Talk, Listen, Connect: How Humans and AI Evaluate Empathy in Responses to Emotionally Charged Narratives
Mahnaz Roshanaei, Rezvaneh Rezapour, Magy Seif El-Nasr
TL;DR
This study investigates how AI-generated responses and humans perceive and evoke empathy when reacting to emotionally charged personal narratives. By collecting human empathy ratings via MTurk and generating parallel AI responses with GPT-4o—varying prompts through persona attributes and targeted fine-tuning—the authors quantify alignment using multivariate statistics and distributional comparisons. Key findings show that GPT-4o tends to overestimate empathy, particularly cognitive empathy, but alignment with human judgments improves substantially when fine-tuning includes story content and reader-level attributes, especially perceived experience similarity.
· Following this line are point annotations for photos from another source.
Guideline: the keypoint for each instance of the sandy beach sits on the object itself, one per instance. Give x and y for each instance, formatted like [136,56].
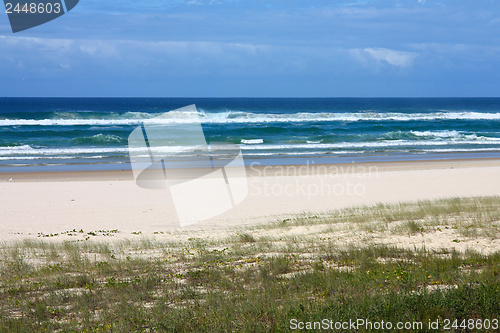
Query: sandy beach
[34,203]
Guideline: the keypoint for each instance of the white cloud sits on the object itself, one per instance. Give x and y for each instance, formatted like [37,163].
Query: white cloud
[401,59]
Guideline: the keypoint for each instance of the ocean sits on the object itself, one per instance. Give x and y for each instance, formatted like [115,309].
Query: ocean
[92,133]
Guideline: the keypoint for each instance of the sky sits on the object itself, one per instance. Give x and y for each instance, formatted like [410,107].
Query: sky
[257,48]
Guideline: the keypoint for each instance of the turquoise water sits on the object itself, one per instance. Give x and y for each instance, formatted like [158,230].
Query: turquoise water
[85,133]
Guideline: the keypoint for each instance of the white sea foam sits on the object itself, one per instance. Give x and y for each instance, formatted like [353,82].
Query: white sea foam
[176,117]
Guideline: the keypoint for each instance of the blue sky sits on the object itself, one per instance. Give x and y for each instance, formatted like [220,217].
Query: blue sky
[256,48]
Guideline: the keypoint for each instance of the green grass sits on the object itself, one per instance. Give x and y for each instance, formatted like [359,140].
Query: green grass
[253,282]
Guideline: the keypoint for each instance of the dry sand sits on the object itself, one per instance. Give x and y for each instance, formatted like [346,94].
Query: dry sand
[47,203]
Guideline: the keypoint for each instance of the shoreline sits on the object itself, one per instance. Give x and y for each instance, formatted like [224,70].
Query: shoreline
[49,203]
[249,161]
[258,170]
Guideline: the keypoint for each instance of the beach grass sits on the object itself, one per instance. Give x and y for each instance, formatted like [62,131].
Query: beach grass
[409,262]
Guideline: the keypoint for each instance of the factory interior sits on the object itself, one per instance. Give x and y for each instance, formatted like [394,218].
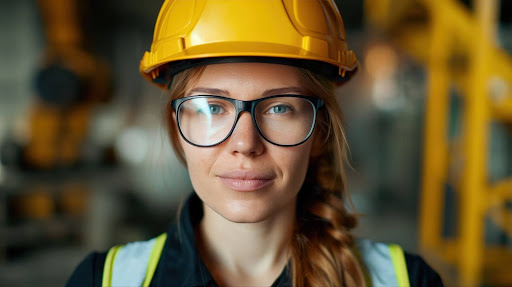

The work highlights important design and ethical considerations for empathetic AI, including the need to balance persuasive empathic responses with authenticity, avoid over-reliance, and ensure equitable empathy across diverse users and contexts.
Abstract
Social interactions promote well-being, yet barriers like geographic distance, time limitations, and mental health conditions can limit face-to-face interactions. Emotionally responsive AI systems, such as chatbots, offer new opportunities for social and emotional support, but raise critical questions about how empathy is perceived and experienced in human-AI interactions. This study examines how empathy is evaluated in AI-generated versus human responses. Using personal narratives, we explored how persona attributes (e.g., gender, empathic traits, shared experiences) and story qualities affect empathy ratings. We compared responses from standard and fine-tuned AI models with human judgments. Results show that while humans are highly sensitive to emotional vividness and shared experience, AI-responses are less influenced by these cues, often lack nuance in empathic expression. These findings highlight challenges in designing emotionally intelligent systems that respond meaningfully across diverse users and contexts, and informs the design of ethically aware tools to support social connection and well-being.